List of Past Events
Shape Information Processing in the Ventral Visual Pathway
C. Edward Connor
Monday, April 14, 2003, 02:00pm - 03:00pm
Johns Hopkins University, Department of Neuroscience
April 14, 2003
C. Edward Connor
John Hopkins University, Department of Neuroscience
Shape Information Processing in the Ventral Visual Pathway
Object shape is represented by large populations of neurons at intermediate and higher stages in the ventral pathway of primate visual cortex. The nature of the shape information encoded by higher-level visual neurons has not been quantitatively characterized. Moreover, we do not know how complex shape information is derived from simple, lower-level shape signals.
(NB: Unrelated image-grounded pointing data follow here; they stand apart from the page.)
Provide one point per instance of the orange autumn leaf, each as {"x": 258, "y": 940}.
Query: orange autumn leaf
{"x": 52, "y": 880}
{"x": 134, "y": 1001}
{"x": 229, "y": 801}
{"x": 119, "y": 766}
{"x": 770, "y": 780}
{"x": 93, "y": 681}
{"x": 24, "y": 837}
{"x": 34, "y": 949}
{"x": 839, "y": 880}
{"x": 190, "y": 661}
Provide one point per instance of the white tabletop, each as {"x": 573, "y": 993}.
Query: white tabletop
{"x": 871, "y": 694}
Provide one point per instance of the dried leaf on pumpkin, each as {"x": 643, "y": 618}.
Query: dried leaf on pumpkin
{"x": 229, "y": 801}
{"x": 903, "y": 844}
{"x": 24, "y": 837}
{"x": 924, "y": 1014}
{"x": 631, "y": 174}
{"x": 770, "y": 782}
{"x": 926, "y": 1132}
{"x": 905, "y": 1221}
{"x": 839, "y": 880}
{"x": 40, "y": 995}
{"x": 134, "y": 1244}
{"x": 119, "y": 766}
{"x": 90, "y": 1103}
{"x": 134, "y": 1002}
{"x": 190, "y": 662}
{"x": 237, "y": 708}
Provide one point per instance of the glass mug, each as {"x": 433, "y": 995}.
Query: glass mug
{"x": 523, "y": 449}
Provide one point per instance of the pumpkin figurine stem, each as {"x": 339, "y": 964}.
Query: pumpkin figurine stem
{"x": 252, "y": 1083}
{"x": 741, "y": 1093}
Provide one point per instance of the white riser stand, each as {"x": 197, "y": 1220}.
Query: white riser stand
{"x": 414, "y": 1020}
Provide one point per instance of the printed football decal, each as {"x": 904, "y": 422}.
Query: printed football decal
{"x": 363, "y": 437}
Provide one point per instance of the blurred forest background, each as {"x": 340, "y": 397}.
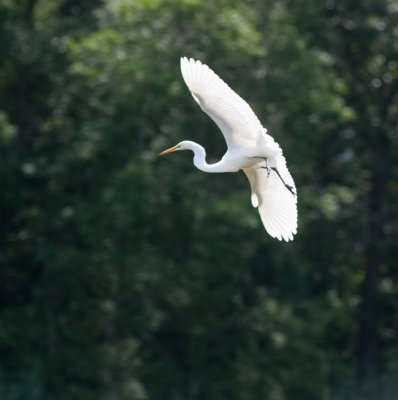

Finally, we do not know how populations of neurons cooperate to encode object shape in a distributed fashion. We approach these issues by testing higher-level visual neurons (using microelectrode recording in awake monkeys) with large sets of parametrically varied shape stimuli. We model the neural response patterns with tuning functions in high-dimensional shape space. We combine data across cells to estimate population responses post hoc. We use these population activity patterns to reconstruct the shapes and measure similarity to the original stimuli. Our results in areas V4, PIT and CIT (posterior and central inferotemporal cortex) indicate a parts-based or structural coding scheme, with a gradual increase in parts complexity at higher stages in the ventral pathway.